American Eagle Murray Utah 1902-09-27
SEVENTY-EIGHT NEGROES KILLED IN A MAD PANIC.
SHOUT OF "FIGHT" MISTAKEN FOR AN ALARM OF "FIRE!"
TRAGIC CLOSE OF NATIONAL CONVENTION OF NEGRO BAPTISTS AT BIRMINGHAM, ALA. -- BOOKER WASHINGTON PRESENT BUT UNHURT.
Birmingham, Ala., Sept. 19 -- In an awful crush of humanity caused by a stampede in the Shiloh Negro Baptist Church, at the corner of Avenue G and Eighteenth Street, to-night, seventy-eight persons were killed and as many more seriously injured.
The disaster occurred at 9 o'clock, just as BOOKER T. WASHINGTON had concluded his address to the National Convention of Negro Baptists, and for three hours the scenes around the church were almost indescribable. Dead bodies were strewn in every direction, and the ambulance service of the city was utterly unable to move them until long after midnight. While the injured were being attended to dozens of dead bodies were arranged in rows on the ground outside the building awaiting removal to the various undertaking establishments, and more than a score were laid out on the benches inside.
Shiloh Church is the largest place of worship for negroes in Birmingham, and at least 2,000 persons were inside when the stampede began. Instructions had been issued to allow no one to enter after the building had been filled, but the negroes forced their way inside and were standing in every aisle when the cry of "Fight!" "Fight!" was mistaken for "Fire," and a deadly scramble began to get out. The entrance to the church was literally packed, and the negroes were trampled to death in their struggle to escape.
As BOOKER T. WASHINGTON concluded his address JUDGE BILLOU, a negro lawyer from Baltimore, engaged in a dispute with the choir leader concerning an unoccupied seat. Some one in the choir cried, "A fight!" Mistaking the word "fight" for "fire," the congregation rose en masse and started for the door.
One of the ministers quickly mounted the rostrum and urged the people to keep quiet. He repeated the word "quiet" several times, and motioned to his hearers to be seated. The excited congregation mistook the word "quiet" for a second alarm of fire and again rushed for the door. Men and women crawled over benches and fought their way into the aisles, and those who had fallen were trampled upon like cattle. The screams of the women and children added to the horror of the scene. Through mere fright many persons fainted and as they fell to the floor were crushed to death.
The level of the floor of the church is about fifteen feet from the ground, and long steps lead to the sidewalk from the lobby, just outside the main auditorium.

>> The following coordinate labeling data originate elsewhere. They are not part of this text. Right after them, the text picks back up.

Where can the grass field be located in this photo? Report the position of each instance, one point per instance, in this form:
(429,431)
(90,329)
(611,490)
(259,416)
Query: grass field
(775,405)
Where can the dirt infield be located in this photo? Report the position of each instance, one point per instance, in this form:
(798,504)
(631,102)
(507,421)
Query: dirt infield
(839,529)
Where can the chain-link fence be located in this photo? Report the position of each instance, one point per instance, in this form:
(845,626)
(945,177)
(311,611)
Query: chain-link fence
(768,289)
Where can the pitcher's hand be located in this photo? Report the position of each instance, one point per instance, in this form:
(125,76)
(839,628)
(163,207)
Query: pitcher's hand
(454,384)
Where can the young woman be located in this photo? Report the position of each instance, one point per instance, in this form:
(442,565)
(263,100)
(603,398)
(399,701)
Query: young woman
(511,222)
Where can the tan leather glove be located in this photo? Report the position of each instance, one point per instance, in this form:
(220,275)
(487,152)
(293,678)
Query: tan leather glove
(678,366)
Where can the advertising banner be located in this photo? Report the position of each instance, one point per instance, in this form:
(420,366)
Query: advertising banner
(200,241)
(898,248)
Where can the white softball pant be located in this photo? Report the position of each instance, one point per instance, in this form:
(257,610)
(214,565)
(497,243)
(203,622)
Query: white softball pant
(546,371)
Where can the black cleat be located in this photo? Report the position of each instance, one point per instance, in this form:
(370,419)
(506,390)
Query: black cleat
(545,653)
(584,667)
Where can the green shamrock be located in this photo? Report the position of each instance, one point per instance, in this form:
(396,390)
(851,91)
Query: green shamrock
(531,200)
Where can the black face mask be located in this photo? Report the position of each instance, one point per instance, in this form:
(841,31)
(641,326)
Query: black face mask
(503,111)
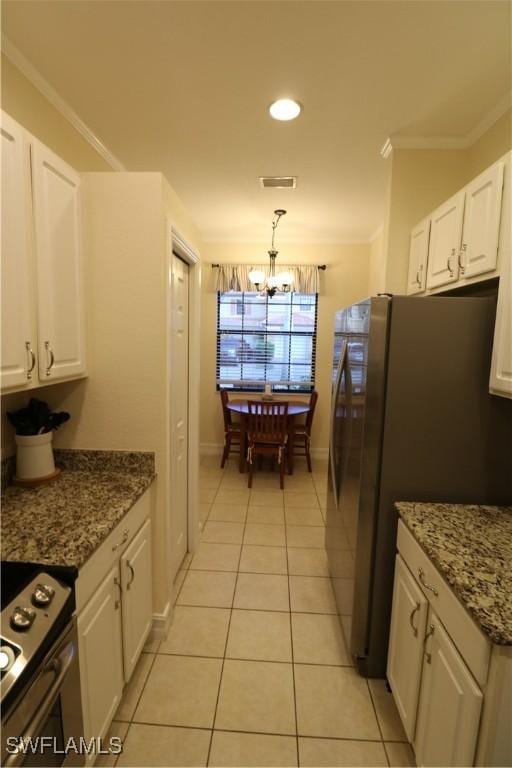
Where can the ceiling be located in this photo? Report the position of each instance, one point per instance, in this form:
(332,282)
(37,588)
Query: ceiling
(183,87)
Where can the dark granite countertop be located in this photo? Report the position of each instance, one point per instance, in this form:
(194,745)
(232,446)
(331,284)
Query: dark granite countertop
(65,521)
(472,548)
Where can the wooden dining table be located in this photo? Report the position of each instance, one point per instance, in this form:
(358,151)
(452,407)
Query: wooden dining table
(241,407)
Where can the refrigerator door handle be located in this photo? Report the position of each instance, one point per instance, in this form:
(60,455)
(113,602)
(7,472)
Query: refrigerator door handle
(335,393)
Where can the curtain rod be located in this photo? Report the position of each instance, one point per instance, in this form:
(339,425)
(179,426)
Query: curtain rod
(319,266)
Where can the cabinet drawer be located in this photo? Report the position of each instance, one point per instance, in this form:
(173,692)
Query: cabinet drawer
(112,548)
(472,644)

Brick walls extend on each side of these steps for six or seven feet, and this proved a veritable death trap. Negroes who had reached the top of the steps were pushed violently forward and many fell. Before they could move others fell upon them, and in a few moments persons were piled upon each other to a height of ten feet, where they struggled vainly to extricate themselves.
This wall of struggling humanity blocked the entrance, and the weight of 1,500 persons in the body of the church was pushed against it. More than twenty persons lying on the steps underneath the heap of bodies died from suffocation.